[bash] Extract data from log file in specified range of time

I want to extract information from a log file using a shell script (bash) based on time range. A line in the log file looks like this:

172.16.0.3 - - [31/Mar/2002:19:30:41 +0200] "GET / HTTP/1.1" 200 123 "" "Mozilla/5.0 (compatible; Konqueror/2.2.2-2; Linux)"

i want to extract data specific intervals. For example I need to look only at the events which happened during the last X minutes or X days ago from the last recorded data.
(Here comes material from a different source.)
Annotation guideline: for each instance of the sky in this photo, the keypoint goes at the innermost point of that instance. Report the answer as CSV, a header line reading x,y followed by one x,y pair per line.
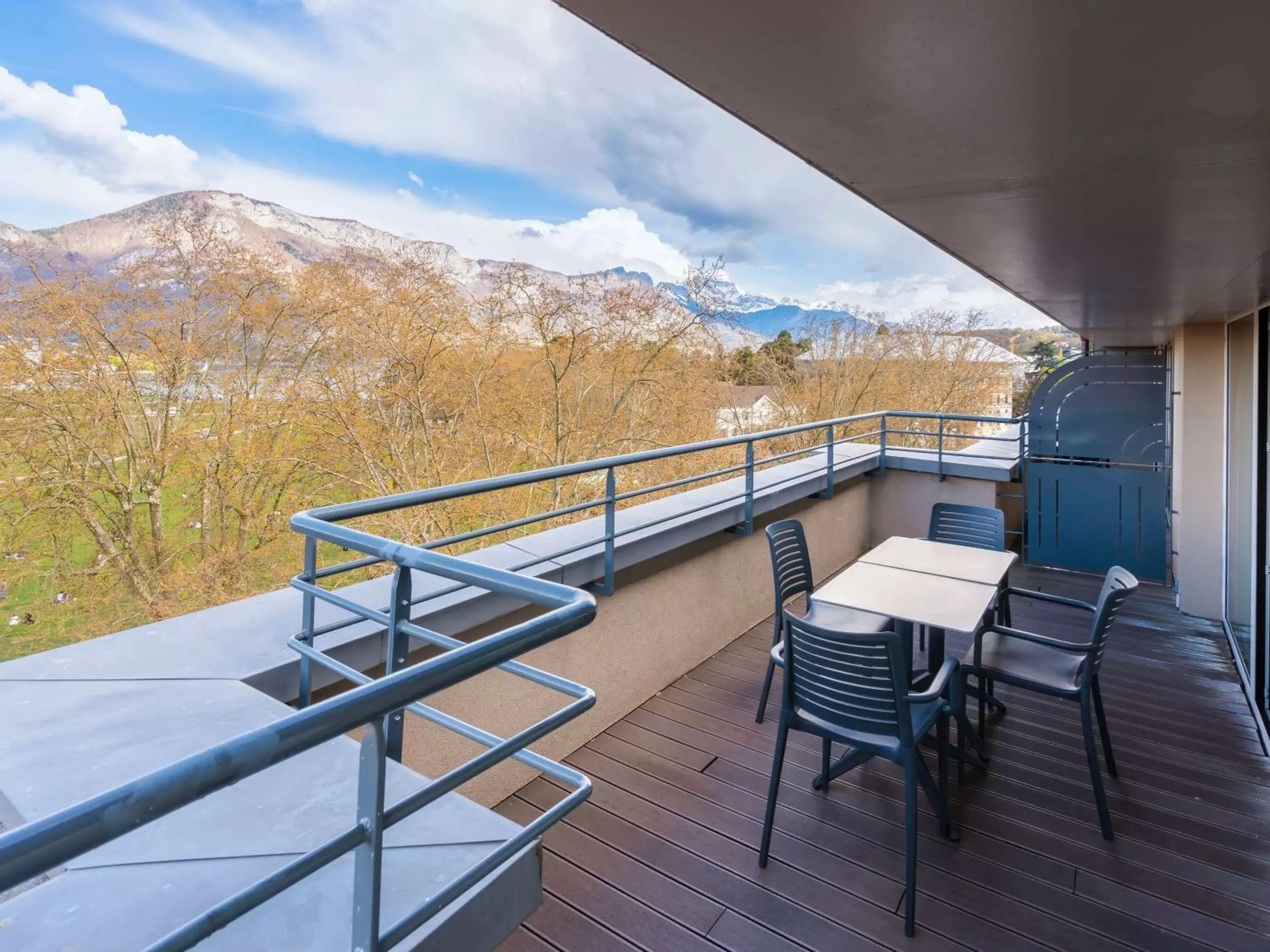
x,y
507,129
I'm new in shell scripting but i have tried to use grep command.

This question is related to bash

The answer is


I used this command to find last 5 minutes logs for particular event "DHCPACK", try below:

$ grep "DHCPACK" /var/log/messages | grep "$(date +%h\ %d) [$(date --date='5 min ago' %H)-$(date +%H)]:*:*"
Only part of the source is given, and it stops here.